"If they don't have the 180,000oz to deliver, they have to buy on market. (which means they might have to pay $33 per oz, to satisfy a hedge taken out at $29.60)"
Hedges are great when they work, but they have to be very accurately and carefully managed. Its not good enough to set and forget. I understand that the hedges in this case were probably part of a way to guarantee loans, that's very common practice. And if they can deliver then there is no problem. But if they can't for any reason, then they have to buy back as quoted, - at the best price they can.

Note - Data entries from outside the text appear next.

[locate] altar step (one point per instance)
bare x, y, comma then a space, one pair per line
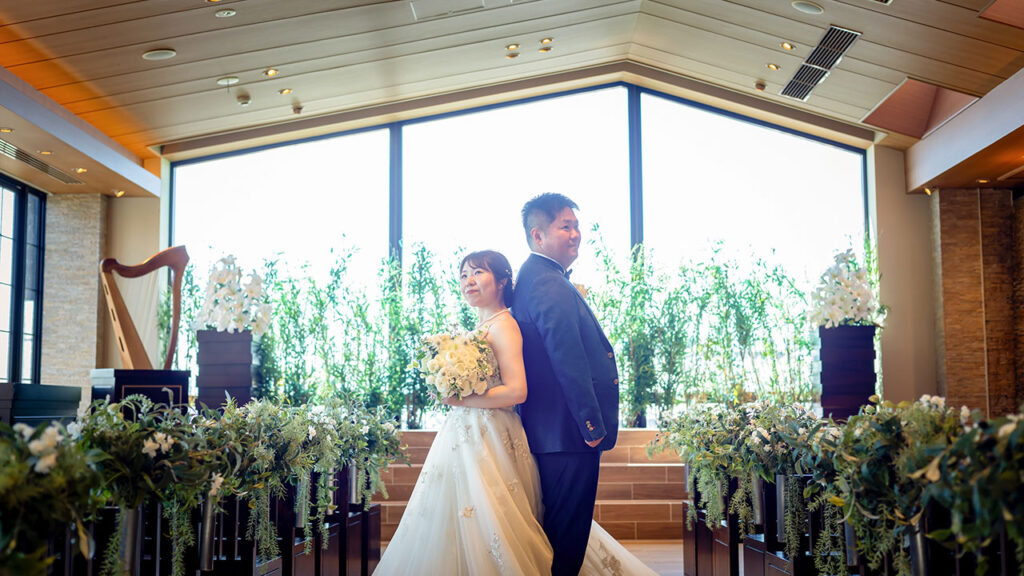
637, 497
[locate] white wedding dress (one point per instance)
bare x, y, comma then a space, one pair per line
475, 509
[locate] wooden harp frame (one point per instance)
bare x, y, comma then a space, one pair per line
133, 355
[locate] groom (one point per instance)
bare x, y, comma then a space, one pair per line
571, 408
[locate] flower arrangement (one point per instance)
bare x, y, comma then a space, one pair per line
46, 482
847, 294
230, 306
134, 451
878, 461
457, 365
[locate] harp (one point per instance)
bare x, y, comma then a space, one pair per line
133, 355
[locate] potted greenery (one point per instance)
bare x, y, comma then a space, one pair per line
47, 483
846, 310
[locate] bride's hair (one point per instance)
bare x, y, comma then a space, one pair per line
496, 263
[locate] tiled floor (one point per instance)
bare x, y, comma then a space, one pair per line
664, 557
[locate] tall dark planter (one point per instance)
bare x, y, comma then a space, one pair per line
847, 370
227, 365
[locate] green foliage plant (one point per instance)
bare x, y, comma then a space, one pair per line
47, 482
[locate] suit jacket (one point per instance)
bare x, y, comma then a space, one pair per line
571, 378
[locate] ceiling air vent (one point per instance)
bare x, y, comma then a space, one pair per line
806, 78
830, 49
821, 59
15, 153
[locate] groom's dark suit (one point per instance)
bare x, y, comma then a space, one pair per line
572, 398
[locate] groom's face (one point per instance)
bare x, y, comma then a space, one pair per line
560, 240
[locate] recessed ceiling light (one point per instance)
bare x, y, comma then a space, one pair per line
808, 7
160, 54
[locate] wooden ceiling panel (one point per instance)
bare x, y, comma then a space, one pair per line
357, 99
904, 35
742, 83
573, 32
751, 62
942, 15
344, 54
400, 79
869, 58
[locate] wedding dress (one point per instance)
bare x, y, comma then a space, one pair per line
475, 508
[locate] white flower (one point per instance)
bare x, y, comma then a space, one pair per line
25, 429
150, 448
164, 441
45, 463
215, 481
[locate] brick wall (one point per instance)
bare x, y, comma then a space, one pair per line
974, 254
72, 295
1018, 232
637, 498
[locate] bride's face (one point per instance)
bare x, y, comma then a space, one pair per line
478, 286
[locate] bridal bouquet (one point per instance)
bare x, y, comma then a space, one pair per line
457, 364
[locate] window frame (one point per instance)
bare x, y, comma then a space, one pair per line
15, 343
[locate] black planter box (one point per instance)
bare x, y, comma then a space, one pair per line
847, 369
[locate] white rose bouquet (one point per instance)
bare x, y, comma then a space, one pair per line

Good company managers are upfront and frank with the holders. FMG's response to the sudden Fe price drop is an object lesson in how to do it. To treat shareholders like mushrooms will invoke the lowest price, as anything shareholders don't understand or suspect, will be sold down.
Qantas badly mismanaged its fuel hedgeing a few years ago, and unsuspecting passengers are being levied a 'fuel levy', which the company admitted is to cover 'negative fuel hedges'. Love the langauage. To put it another way; "we stuffed up our fuel hedgeing, sat on our hands as they went bad, and now you dumb passengers have to pay us for that stuff up."
CCU's management needs to come out today, this afternoon, and tell shareholders in plain English exactly what the problems are and how they are going to be fixed. That will raise the price. Obfuscation will ensure the price stays low until the fog clears.